Claiming motor vehicle expenses

Claiming motor vehicle expenses in 2016

There is a change to the rules for claiming motor vehicle expenses that are work related in the 2016 tax return.  For a number of years we have had the option to choose between four methods of claiming these.

These were as follows:

The cents per kilometre method, which was restricted to a maximum of 5000 kilometre with three rates, depending on the engine capacity of the vehicle.  In the 2015 year the rate was 65 cents per km for engine capacity of 1.6L or less, 76 cents for capacities between 1.601 and 2.6L, and 77 cents for 2.601 and over.

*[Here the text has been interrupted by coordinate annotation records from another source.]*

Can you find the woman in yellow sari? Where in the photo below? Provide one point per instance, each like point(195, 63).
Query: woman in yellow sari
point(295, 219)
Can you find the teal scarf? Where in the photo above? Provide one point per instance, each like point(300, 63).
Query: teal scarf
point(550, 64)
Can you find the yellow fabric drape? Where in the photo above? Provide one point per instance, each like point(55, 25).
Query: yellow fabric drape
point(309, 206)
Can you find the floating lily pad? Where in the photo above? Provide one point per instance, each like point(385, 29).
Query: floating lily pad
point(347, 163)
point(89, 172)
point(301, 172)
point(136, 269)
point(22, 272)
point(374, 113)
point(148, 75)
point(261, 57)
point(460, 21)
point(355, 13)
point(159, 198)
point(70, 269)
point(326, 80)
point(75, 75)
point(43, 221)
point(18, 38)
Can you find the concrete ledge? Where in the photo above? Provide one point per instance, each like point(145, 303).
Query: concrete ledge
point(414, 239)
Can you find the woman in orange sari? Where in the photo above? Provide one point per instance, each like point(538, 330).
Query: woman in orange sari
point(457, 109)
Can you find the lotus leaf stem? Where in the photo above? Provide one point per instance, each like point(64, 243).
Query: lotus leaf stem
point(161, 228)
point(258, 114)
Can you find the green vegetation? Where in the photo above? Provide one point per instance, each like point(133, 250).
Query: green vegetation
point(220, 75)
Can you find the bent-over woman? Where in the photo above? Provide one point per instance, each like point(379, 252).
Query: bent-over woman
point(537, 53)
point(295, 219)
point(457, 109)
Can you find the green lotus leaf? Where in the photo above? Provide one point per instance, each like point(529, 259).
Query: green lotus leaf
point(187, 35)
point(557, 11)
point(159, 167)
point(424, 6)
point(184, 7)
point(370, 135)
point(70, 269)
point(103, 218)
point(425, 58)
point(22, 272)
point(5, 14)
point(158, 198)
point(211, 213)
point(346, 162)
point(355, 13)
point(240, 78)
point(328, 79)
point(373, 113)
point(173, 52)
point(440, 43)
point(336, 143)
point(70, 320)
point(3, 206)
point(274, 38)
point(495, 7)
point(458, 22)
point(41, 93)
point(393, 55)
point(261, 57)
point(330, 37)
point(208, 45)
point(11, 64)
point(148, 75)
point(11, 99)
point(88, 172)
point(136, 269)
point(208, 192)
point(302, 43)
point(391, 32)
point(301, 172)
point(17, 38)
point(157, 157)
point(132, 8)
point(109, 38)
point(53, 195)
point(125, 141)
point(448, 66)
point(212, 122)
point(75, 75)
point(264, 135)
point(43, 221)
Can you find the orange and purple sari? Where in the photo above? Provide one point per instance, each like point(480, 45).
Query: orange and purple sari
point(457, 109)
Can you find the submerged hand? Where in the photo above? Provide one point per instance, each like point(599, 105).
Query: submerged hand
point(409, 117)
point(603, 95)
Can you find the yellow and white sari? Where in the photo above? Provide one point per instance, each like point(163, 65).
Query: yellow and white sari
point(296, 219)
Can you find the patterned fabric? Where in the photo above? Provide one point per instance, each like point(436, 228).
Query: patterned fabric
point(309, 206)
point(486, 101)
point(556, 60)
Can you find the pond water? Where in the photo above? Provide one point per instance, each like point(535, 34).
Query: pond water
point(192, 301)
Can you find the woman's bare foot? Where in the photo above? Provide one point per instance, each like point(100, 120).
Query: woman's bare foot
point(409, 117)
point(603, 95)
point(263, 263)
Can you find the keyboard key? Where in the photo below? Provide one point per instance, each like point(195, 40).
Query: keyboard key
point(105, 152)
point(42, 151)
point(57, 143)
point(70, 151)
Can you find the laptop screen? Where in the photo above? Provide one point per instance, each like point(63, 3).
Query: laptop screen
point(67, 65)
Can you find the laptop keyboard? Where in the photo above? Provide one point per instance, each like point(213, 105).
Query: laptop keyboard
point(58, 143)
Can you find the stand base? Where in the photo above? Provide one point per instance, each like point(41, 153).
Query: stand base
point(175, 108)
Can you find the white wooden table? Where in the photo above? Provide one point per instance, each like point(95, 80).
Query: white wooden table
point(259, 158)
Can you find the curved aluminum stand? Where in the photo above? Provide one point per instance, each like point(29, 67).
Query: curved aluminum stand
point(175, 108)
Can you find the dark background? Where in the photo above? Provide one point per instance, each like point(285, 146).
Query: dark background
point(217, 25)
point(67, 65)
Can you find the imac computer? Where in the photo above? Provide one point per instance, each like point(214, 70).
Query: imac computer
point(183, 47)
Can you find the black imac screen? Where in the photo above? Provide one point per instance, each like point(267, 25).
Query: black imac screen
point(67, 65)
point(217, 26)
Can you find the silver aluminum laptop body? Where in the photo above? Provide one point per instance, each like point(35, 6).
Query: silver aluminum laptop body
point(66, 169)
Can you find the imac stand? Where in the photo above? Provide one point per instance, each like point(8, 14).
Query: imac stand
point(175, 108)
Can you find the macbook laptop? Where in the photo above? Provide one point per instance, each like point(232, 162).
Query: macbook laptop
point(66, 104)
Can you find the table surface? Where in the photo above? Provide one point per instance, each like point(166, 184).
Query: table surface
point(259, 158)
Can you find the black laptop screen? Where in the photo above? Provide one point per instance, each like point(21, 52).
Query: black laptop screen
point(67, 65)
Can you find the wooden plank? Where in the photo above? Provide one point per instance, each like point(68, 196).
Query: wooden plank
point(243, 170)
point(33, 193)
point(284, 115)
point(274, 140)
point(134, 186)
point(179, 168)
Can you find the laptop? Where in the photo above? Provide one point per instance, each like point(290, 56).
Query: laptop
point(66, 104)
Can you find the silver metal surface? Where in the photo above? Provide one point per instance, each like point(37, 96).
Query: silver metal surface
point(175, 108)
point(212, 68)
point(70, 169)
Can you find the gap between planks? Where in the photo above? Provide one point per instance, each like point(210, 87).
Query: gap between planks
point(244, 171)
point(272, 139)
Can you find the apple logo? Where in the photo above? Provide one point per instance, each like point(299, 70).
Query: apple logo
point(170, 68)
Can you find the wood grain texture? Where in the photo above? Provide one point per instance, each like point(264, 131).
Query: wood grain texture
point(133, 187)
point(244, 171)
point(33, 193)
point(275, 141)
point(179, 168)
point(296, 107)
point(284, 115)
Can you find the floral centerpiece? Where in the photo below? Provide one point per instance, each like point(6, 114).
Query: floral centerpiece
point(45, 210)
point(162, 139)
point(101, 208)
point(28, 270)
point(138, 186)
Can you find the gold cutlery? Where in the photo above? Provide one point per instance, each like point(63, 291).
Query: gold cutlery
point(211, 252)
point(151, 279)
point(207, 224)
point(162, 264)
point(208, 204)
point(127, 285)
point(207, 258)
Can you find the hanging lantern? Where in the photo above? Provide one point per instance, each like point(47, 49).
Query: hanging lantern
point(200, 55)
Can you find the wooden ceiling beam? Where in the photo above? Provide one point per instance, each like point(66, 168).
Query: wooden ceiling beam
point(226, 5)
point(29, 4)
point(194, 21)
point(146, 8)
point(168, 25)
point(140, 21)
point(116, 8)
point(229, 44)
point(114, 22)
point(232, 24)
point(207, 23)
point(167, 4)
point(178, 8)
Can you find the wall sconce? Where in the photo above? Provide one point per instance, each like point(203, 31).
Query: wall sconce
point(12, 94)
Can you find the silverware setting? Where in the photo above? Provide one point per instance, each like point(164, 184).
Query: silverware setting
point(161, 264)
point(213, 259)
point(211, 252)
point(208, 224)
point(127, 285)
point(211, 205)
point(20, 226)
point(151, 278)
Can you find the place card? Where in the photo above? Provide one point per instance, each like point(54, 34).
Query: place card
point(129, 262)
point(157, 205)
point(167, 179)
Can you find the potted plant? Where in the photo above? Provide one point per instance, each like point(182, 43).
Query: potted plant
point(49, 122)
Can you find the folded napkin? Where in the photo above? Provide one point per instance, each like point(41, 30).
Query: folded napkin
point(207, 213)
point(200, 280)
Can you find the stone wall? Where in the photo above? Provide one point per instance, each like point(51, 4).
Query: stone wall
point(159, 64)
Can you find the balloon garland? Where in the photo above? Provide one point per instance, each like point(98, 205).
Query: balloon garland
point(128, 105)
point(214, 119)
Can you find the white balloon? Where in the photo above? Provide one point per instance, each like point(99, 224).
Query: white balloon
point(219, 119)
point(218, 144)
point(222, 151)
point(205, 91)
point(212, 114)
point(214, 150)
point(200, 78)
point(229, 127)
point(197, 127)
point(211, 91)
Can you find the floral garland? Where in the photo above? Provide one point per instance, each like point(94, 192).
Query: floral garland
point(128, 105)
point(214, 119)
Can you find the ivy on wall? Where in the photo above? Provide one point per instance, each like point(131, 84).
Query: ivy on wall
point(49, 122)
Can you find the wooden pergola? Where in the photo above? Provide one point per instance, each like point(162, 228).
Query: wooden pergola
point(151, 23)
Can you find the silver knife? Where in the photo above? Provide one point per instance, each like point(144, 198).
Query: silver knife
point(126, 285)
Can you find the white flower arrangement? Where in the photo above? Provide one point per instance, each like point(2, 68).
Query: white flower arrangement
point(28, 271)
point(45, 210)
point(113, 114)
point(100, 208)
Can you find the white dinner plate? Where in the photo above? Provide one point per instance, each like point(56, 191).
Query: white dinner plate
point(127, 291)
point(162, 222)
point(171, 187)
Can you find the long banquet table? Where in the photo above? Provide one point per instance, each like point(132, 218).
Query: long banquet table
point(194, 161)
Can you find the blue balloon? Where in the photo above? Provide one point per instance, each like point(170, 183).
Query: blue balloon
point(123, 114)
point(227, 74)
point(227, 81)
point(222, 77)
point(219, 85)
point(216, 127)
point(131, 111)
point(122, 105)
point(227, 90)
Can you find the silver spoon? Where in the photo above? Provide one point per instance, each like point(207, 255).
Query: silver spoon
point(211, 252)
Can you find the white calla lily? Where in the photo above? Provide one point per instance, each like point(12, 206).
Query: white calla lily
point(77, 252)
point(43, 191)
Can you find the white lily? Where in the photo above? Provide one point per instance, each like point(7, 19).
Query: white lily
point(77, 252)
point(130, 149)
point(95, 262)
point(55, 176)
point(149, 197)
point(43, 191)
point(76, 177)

The 12% of market value method which was useful for those doing over 5000 kms and who found it difficult to keep records of their running costs and, in most cases, was calculated at 12% of the purchase price of the vehicle.

There was the one third of actual car expenses.  These included fuel and oil, registration, insurance, repairs and maintenance, decline in value (depreciation) or lease payments and any other costs of running the vehicle.  Capital costs, like improvements to the car were not included.  Taxpayers needed to keep written evidence of all car expenses, except for fuel and oil costs which could either be estimated based on odometer records, or by keeping receipts.  There was no requirement for a log book under this method.

Finally there was the logbook method.  This could potentially result in the highest claim if the business portion was extremely high.  The requirement ids to keep a log of all trips the vehicle did for a period of twelve weeks, categorising each trip between business and non-business purposes.  By dividing the total of business kilometres by total kilometres one would arrive at a business use percentage.  There is also a need to keep records of all expenses during the year.  Again these include fuel and oil, registration, insurance, repairs and maintenance, decline in value (depreciation) or lease payments and any other costs of running the vehicle.  As above, capital costs, like improvements to the car are not included.  The same requirements for written evidence as with the one third of actual also apply except for fuel and oil.  The latter can be estimated based on odometer records, or by keeping receipts.  The main difference between this and the one third of actual is that the percentage calculated can be higher than the 33.3% which would arise as above.

The 12% method and one third of actual costs were not used by many tax payers, with the other two methods being used for most claims.  In view of this, the government has decided to no longer offer these in 2016 so we will be restricted to the log book method or the cents per kilometre still with the 5000km maximum, but with the standard rate of 66 cents per km for all claims, regardless of engine capacity.

This has been sold as simplifying the system but we do note that most vehicles in respect of which motor vehicle claims are made are above 1.6L, so there is a bit of a tax grab which the government is conveniently not drawing attention to!